ジューイ う~ん、三回かあ、三回言うしかないなと思って(笑)。でもね、そういうのってすぐ出てくるんですよ。お題があると。
──ギターウルフが言ってるみたいに、タイトルが決まったら曲の8割は完成だみたいな言い方って、間違ってないんですよね。
カイ スリーシンフサンズってことで、歌詞に3ってことが出てくるんで--他の曲もありますけども--歌詞も絶対3回ずつ言えっていう。だから、譜割っていうんですかね、構成も謎になってくるんで。それでしょうがなしに出てくるアイデアっていうのもあると思うんですよね。
──三回繰り返すという構成って、縛りなわけじゃないですか。
カイ 縛りですね。
──音楽って、バンドもそうですけど、構成にしても、縛りがあった方が面白くなる。
カイ そうなんですよ。面白くなるっていうか、わりと作るのか簡単になる。実はね。
02.じょじょ
──これはわりと早い時期--何をやるのか、まだ見えてなかった時期に曲をやり取りしてた時期の曲ですか?
ジューイ これは最初のころ。
──じゃあ、まだ大地くんもいなくて。
ジューイ まだいなかった時期で。これはAメロの部分を自分は作ったんですけど。ただ、アイデアとしては、俺がスウェーデンかどこかに旅行した時に作った曲なんですけど。俺の中では民生さんっぽい部分がある曲なんで、なんとか歌ってほしいな思ってて。
──この曲、乱暴に言うと、パートごとに、チェット・アトキンスみたいなカントリー風味、もしくは、スキッフル寄りのベース・ラインが聴ける曲なわけですけど。
カイ そうですね。まあ、言ってみりゃフォーキーな。ビートルズの初期というか。
──63、64年。
カイ そういうことだと思うんで。だから、やっぱりポール(・マッカートニー)さんですかね(笑)。ポールさんが歌ってる感じ。ポールさん歌ってるけど、ちゃんとライブでは弾くからね。だから、自分もちゃんと弾かなきゃいけないのかな、と(笑)。
──ドラム的には、軽めで、ごく普通の8ビートをやってはるんだけど、でも、実は非常に難しいっていうタイプの太鼓ですよね。大地くん的には、結構、大変じゃないですか。
ケン 大変なんですよ。大変な理由のひとつに、最初に岸田さんと民生さんが二人で書いてた曲というのは、ドラムも含めて録音されているんですよ。

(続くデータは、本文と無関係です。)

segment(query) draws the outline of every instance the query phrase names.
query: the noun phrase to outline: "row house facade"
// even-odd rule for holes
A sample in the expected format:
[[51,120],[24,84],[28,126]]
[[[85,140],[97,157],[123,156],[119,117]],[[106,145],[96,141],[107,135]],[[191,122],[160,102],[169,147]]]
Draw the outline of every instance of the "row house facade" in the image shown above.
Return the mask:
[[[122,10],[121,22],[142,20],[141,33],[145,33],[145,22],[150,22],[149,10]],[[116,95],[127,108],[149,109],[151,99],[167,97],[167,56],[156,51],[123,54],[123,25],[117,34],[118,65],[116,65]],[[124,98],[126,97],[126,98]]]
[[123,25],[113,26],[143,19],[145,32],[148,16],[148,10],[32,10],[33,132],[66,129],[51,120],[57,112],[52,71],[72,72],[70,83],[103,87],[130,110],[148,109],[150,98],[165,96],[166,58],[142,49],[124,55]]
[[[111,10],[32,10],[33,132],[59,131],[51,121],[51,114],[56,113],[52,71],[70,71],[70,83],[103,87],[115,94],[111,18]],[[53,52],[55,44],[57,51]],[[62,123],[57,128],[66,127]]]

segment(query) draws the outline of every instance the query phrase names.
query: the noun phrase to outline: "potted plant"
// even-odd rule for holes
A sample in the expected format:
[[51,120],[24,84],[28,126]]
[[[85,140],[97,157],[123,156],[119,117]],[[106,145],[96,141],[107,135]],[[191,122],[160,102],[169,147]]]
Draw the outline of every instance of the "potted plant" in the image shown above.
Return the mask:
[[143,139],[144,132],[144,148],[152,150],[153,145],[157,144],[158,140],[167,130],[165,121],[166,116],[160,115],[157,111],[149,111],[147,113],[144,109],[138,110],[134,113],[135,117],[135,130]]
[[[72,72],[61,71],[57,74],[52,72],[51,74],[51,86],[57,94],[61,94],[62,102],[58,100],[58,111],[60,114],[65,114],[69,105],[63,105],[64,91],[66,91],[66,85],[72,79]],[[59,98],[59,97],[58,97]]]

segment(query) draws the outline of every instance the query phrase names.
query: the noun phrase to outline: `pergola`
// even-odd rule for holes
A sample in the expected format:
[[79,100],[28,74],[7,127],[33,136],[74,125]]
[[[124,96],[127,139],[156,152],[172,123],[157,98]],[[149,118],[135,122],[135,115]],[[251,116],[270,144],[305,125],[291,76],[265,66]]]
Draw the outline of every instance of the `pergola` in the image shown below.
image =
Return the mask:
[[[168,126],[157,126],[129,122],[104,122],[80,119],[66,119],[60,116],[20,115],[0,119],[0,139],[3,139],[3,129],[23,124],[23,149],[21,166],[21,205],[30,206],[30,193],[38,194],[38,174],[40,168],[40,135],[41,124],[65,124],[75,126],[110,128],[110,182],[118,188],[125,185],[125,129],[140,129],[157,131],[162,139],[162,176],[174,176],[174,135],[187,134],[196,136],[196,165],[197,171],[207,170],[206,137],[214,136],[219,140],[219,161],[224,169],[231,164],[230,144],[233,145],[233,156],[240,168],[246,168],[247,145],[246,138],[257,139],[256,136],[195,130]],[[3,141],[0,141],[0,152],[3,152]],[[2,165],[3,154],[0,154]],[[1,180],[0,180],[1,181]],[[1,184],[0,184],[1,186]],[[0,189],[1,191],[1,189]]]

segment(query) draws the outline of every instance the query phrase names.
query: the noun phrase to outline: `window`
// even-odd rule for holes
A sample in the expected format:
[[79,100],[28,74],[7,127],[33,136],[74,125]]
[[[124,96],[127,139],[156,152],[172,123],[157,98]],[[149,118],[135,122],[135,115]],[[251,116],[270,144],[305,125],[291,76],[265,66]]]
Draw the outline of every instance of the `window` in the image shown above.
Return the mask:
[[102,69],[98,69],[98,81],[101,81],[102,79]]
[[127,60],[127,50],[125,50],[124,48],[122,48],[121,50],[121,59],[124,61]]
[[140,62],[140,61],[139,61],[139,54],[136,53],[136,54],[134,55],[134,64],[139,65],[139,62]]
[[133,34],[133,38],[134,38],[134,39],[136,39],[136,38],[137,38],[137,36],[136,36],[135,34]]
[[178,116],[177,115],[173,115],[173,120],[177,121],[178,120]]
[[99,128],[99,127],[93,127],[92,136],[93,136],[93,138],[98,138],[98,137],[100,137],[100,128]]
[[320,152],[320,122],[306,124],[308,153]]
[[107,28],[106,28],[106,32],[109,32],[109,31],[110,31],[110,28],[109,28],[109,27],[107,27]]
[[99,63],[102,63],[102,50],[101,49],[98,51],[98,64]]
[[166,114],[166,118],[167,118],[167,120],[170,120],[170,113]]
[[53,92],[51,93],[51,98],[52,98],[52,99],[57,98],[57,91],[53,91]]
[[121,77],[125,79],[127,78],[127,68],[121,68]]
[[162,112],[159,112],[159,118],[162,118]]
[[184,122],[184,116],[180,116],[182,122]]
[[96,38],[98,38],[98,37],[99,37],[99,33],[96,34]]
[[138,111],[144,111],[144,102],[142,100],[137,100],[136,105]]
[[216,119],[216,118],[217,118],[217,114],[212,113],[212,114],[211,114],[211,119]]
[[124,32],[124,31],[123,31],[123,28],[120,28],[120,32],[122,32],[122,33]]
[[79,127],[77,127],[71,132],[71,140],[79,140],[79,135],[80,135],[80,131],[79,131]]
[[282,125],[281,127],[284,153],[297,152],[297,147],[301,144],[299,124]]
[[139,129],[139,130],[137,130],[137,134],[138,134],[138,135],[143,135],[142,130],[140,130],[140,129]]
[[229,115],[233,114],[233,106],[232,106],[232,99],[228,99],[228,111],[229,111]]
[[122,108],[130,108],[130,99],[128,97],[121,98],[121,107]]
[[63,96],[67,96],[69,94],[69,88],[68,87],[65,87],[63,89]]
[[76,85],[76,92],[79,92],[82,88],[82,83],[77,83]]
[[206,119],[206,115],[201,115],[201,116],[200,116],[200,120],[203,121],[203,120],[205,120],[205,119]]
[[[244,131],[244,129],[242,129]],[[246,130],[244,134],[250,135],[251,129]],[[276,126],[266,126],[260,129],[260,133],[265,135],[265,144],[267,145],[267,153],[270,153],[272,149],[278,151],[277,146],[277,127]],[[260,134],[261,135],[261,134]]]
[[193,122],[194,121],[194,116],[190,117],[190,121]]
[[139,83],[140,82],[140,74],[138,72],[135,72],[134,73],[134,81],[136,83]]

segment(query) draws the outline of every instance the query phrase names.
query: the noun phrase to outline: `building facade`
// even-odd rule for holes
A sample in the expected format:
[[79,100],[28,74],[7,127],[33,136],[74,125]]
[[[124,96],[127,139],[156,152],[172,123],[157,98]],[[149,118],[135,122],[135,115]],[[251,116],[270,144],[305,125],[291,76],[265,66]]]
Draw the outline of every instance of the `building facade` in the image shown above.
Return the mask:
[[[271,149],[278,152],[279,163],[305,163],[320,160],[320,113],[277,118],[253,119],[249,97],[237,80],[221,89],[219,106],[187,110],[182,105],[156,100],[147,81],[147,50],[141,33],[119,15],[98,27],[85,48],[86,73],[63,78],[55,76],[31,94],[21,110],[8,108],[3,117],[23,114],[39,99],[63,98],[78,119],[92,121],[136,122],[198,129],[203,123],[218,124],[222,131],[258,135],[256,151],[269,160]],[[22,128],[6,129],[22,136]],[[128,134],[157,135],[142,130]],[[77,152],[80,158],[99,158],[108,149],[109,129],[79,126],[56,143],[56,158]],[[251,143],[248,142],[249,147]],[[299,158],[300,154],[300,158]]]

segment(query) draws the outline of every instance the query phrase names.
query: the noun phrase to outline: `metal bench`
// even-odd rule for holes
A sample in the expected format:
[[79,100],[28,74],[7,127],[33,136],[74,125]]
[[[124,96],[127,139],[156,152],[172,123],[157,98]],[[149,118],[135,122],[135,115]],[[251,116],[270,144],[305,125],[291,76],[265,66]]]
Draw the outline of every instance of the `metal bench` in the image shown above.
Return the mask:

ジューイ ライブとかって以前に、もう録音しようっていうことでデモを作ってたんで。
カイ 二人で録音してた曲が何曲かあったんですよ。だから、(大地くんは)俺のドラムを先に聴いてるの。
ケン それがデモというよりも、結構なクオリティで。
──それはちょっと嫌だね。
ケン 嫌というより……。嫌ですね(笑)。
一同 (笑)。
ケン 歌う人って、ドラム上手いんですよ。曲っぽいドラムというか。勿論、歌とも馴染むし。デモのレベルを遥かに超えてて。それを無理やり『俺はこうだ!』っていう感じで叩く気にもなれないので。だからって、真似しようというのでもなく。だから、曲に対してシンプルにというか、タカタッタッタっていうフィルインとかも自然にしようと思って。でも、案配は難しいですよね、すごく。
──あと、今、このタカタッタっていうフィルの感じってないですよね。特に日本だと。
ケン ないですよね。
ジューイ いいフィルですよ、ほんと。
カイ わりと俺、連発してますけどね。
──(笑)。
カイ タカタッタは深い、みたいな(笑)。
ケン 深いですよ、本当。
カイ それこそスティーブ・ジョーダンのタカタッタは深いんですよ。『何? そのタカタッタ?!』っていう(笑)。そういう感じが、実は8ビートの肝なのか、あの人にはそういう見えないものが見えてるのか、とか、そういうことを思わせるタカタッタなんだよね。でも、それぞれのタカタッタがあるからね。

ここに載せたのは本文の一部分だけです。